こんな近距離でスヤスヤと眠る彼の姿は初めてだった。なんて愛おしいのだろう。
勇気を出して歩み寄ってくれたことに胸を打たれ、私はその日中、仕事が手につかなかった。

以降、彼は私と同じ部屋で過ごす時間が増えていった。
テレビを見ている時間も、仕事をしている時間も。
何をすることなく、私の近くで静かに存在し続けてくれた。
愛想を振りまくことはない、芸をすることもない。そんな人気の高いヒトイヌとは異なるが、私はそれで十分だった。当たり前のように振る舞うが、毎日毎日少しずつ彼なりに歩み寄ってくれていることが、私にとってはこれ以上ない幸せだった。

彼は、外へ散歩に行くのを嫌がった。
ヒトイヌは施設にいる間に、完璧なイヌへと躾けられるため、基本的には散歩も毎日の日課となるはずだった。

「散歩行こっか」

この言葉だけで、身体に埋め込まれた尻尾が左右に揺れるヒトイヌの動画を沢山見た。
だけどうちの子は私を見つめるだけで、一つも表情を変えずにそっぽを向き、その場から動こうとしない。
個性、だろうか。まぁ、散歩が嫌いなイヌも、、いるしな。
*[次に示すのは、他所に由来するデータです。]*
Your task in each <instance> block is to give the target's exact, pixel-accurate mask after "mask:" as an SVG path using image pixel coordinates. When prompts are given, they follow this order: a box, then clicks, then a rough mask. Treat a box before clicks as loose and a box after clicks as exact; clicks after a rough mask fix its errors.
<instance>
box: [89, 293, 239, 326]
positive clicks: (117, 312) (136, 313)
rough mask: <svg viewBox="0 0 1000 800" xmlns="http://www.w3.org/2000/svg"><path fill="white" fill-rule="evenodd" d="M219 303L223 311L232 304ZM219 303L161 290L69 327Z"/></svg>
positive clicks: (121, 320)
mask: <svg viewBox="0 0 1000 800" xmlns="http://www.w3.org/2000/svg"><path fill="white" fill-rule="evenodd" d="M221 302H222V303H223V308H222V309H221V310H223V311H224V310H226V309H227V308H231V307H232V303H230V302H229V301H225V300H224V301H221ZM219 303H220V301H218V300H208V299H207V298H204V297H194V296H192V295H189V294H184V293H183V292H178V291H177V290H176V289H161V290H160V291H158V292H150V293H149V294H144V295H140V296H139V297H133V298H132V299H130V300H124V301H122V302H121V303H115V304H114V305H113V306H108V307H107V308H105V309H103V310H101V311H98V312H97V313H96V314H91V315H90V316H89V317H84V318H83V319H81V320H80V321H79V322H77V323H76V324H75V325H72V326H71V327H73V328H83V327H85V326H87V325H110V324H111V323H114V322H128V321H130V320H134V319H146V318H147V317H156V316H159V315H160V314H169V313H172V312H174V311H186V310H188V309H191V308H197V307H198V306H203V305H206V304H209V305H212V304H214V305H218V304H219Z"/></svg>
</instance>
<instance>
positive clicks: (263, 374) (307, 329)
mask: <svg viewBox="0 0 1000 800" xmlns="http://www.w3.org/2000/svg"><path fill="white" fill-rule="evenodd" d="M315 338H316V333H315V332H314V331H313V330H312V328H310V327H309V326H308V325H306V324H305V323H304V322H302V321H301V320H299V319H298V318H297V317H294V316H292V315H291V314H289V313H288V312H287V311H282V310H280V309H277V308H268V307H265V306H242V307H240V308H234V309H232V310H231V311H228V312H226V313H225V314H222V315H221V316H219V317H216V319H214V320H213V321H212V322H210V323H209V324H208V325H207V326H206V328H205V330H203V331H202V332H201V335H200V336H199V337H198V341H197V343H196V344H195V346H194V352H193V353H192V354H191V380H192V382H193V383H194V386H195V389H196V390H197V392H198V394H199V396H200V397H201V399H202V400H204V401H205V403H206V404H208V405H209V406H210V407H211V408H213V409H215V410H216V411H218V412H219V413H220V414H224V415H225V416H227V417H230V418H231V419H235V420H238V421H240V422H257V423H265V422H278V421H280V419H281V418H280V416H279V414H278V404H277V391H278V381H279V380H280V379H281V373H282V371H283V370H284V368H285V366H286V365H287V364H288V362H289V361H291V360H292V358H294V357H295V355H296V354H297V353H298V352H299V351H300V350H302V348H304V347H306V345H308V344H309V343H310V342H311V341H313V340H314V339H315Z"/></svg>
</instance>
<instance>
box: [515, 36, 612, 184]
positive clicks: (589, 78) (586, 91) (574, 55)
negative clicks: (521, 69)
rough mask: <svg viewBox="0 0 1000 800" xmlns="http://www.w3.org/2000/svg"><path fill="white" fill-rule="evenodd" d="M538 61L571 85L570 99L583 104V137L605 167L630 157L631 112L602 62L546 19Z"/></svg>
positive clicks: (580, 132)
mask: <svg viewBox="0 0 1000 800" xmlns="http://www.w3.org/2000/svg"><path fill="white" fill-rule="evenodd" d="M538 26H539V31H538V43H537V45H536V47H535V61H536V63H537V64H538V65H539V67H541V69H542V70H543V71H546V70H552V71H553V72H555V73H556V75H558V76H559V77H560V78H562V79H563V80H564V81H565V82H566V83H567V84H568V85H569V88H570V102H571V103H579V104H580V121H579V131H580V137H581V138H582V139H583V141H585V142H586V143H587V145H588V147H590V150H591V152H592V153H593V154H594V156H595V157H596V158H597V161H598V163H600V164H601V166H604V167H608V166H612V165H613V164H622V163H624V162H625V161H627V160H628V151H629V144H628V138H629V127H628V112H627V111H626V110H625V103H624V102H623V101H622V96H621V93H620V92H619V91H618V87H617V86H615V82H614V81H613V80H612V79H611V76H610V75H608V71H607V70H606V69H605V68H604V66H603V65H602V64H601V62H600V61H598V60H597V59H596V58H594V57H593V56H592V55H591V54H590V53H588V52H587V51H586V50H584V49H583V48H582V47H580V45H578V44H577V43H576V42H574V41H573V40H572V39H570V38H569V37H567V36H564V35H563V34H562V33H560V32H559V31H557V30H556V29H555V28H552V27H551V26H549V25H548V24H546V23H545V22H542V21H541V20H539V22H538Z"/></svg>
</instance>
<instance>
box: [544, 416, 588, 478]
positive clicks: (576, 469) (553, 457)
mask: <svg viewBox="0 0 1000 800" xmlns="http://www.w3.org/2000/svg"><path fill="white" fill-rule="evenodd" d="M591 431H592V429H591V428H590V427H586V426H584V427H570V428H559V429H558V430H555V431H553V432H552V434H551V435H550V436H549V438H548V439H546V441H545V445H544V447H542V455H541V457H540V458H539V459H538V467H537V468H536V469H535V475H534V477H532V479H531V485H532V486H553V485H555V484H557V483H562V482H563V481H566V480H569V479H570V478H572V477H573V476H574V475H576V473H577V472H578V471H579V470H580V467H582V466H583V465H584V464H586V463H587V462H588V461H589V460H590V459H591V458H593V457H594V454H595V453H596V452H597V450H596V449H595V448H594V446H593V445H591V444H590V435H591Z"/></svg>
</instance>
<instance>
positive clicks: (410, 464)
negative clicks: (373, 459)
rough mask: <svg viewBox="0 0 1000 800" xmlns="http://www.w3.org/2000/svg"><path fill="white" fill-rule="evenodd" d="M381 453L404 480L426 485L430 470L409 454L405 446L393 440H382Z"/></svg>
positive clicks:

私はそう思い、彼と散歩する夢はいつかの機会に、と一旦諦めることにした。

私にとって彼との生活は、まさに充実そのものだった。
私の作った料理の味付け前をイヌ皿に取り分け、同じ部屋で一緒に食べた。
彼は与えた分を一瞬で平らげてしまい、まだ食べ始めたばかりの私の皿を見つめる。
私はだめな飼い主。こうなると、一人で食べることなんてできない。

「仕方ないなぁ、本当はだめなんだよ? 人間の味付けは濃いんだから」

魚の煮付けを箸で一口大に切り分け、私の手のひらに置く。ヒトイヌを見つめると、少し飼い主らしいポーズをしてみる。

「…待てだよ?」

ヒトイヌは一瞬驚いたような顔で私を見たが、すぐさま手のひらの魚に視線を戻し、言いつけどおり“待て”を守った。

(あら、できるんじゃん)

芸を教えたことはなかったため、“待て”という言葉を理解していたことに驚いた。
まぁそうか、譲渡会で出るイヌは施設で一通り躾けられているはず、教わってて当然か。

「…ふふ、いいこだね。ごめんね、はい、いいよ。よし。食べな」

手のひらをヒトイヌに差し出す。
彼はがっつくことなく、ゆっくり顔を近づけると、ハグ、ハグ…と一口ずつきれいに食べていく。
あんな凶暴に見えた子だけど、乱暴なことなんて一つもない。穏やかな毎日、こうして日々が続いていく幸福を、彼の頭部を見つめながら噛みしめる。

すると急に、私の手の上に生暖かい感触を感じた。
驚き確認すると、ヒトイヌが私の手のひらを舐め続けていた。
魚がなくなり、まだ食べ足りないのかな。

「まだ食べる? ほら、あげるからちょっと待って」

彼に伝えても、舐めることを一向にやめようとしない。

「ちょっと…くすぐったいって、やめなさい」

少しだけ強い口調で注意をすると、ヒトイヌはピタっと舐めるのをやめ、そのまま自分の寝床に戻ってしまった。

「もうご飯いいの? お腹いっぱいになったの?」

ふてくされてしまったのか、私の問いかけに反応はなく、彼はそのまま背を向け眠ってしまった。